The long and full furry tail also contributes to both cold control and maneuverability and precision during the raid. A broad, muscular chest provides strength and endurance. The beautiful rugged collar gives the Coon a ferocious appearance; you can’t mess with me! Don’t forget those big feet with lots of toe hair and sharp claws!
The result is not only a kind of natural snowshoes but also the promise that no small rodent or bird is safe for this superior hunter! The law of nature made sure that the best, strongest hunters survived
In any case, prepare yourself for a chattering cat with a wide range of different prrrrrr and proauws, who always wants to have the last word, usually with an amazingly soft voice for such big lobes!
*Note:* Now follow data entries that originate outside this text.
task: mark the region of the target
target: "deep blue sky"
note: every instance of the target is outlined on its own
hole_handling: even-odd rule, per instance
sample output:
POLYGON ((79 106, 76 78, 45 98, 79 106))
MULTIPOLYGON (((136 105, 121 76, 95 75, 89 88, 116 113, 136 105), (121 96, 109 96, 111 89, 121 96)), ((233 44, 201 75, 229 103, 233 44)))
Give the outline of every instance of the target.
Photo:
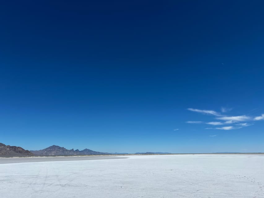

The Maine Coon develops very slowly and has only fully grown up around the age of four. They usually stay playful all their lives. Many Maine Coons can do tricks, such as fetching. Their great fascination with water contributes to the fact that they are often called ‘the dog among cats.’ This is how this Great Friendly Giant came into being.
In general, the Maine Coon is considered a healthy and robust breed. Figures from a Swedish animal insurance company show that the average life expectancy of a Maine Coon is >12.5 years.
The Maine Coon is the world’ s largest domesticated cat breed. On average male cat weighs between seven and eight kilograms, but peaks of nine, ten, or even more are no exception.
Females are generally a bit smaller (around five to six kilos), but also, the ladies have an occasional peak to eight or nine kilos.
With these sizes, care must be taken to avoid common joint problems such as Patella Luxation (an anomaly of the knees) and Hip dysplasia. Another potential problem in the making is SMA (Spinal Muscular Atrophy), a long-term lethal disorder that causes degeneration of the spinal nerves resulting in severe paralysis.
Another point of care is HCM (Hypertrophic Cardio, Myopathy). This genetic disorder causes a thickening of the heart wall, which makes it more and more difficult for the heart to pump blood around. Unfortunately for the Maine Coon, a group of Maine Coons has been used in the past for research into this disorder. Because of this, the breed has unjustly been given a bad reputation. This does not mean that HCM is not a problem or concern. It is! More and more veterinary data shows that the Maine Coon is not more at risk than other breeds.